Steps 1 to 4 happen offline (or at ingest time). Step 5 happens per query.

Technical Breakdown

Offline ingest pipeline:

PDFs -> text -> chunks of ~500 tokens with 50-token overlap -> embeddings -> ChromaDB

Online query pipeline:

user query -> embedding -> top-K chunk lookup -> prompt = [system + top chunks + user query] -> LLM -> answer

Default starting values: chunk_size=500 tokens, overlap=50 tokens, top_K=4 to 6 chunks.

Visual Learning Suggestion

A two-row pipeline diagram: top row "Ingest (offline)" with 4 boxes; bottom row "Query (online)" with 4 boxes. Arrows show data flow.

Interactive Element

Take any document. Manually chunk it into 300-word pieces. For a question, by hand pick the 2 chunks you would want the model to see. Notice you just did RAG without code.

Hands-on Lab

On paper, sketch the 5-step pipeline.
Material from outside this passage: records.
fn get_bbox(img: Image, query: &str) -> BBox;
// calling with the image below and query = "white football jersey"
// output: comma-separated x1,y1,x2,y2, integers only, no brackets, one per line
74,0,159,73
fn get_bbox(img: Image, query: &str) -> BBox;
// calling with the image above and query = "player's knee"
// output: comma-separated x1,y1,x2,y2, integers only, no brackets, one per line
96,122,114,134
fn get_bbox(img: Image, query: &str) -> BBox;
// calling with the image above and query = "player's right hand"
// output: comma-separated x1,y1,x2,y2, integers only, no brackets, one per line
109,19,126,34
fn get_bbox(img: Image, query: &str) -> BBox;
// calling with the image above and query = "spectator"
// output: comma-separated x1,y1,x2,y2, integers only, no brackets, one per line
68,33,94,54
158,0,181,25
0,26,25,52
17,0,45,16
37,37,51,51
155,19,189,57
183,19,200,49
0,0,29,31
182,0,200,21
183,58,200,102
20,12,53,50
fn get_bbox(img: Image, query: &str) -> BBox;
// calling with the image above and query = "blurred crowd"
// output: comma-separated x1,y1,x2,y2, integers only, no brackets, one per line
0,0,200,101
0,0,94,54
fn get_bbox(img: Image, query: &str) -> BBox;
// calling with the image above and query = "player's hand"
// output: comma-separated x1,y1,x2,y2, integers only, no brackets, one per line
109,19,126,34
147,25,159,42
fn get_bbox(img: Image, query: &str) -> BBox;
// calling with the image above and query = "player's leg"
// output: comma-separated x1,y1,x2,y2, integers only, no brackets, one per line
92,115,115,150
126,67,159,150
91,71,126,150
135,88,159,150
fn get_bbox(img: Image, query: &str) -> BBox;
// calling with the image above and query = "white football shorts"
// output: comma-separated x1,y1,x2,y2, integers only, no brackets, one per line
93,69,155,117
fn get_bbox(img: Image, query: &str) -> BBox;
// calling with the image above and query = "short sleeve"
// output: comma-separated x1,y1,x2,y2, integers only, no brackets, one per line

Label each step with what data flows in and out. Take a photo.

Mini Exercise

Why is chunk overlap useful?

Common Mistakes

  • Skipping chunking and embedding whole documents (kills retrieval quality)
  • Chunking too small (loses context) or too large (over-retrieves)
  • Forgetting to filter out duplicate or near-identical chunks

Debugging Tips

When RAG quality is poor, instrument retrieval first: log which chunks were retrieved for failing questions. Almost always the issue is there.

Knowledge Check Questions

  1. List the 5 steps in order.
  2. Which steps are offline vs online?
  3. What is chunk overlap?

Quiz Questions

  1. The first step of a RAG pipeline is: a) Embedding b) Loading c) Chunking d) Retrieval Answer: b

Challenge Task

For a 100-page PDF, propose a chunking strategy with rationale: chunk size, overlap, metadata fields, expected retrieval count.

Real-world Use Cases

  • All "chat with your docs" features
  • Internal company assistants
  • Code search bots

Industry Insight

A senior RAG engineer's job is mostly chunk strategy, metadata design, and retrieval evaluation. The LLM is the least-tunable part.

Interview Questions

  • Walk me through a RAG pipeline.
  • How do you choose chunk size?
  • What is the role of metadata in retrieval?

Summary

Load, chunk, embed, store, retrieve and generate. Memorize this and you can talk RAG with anyone.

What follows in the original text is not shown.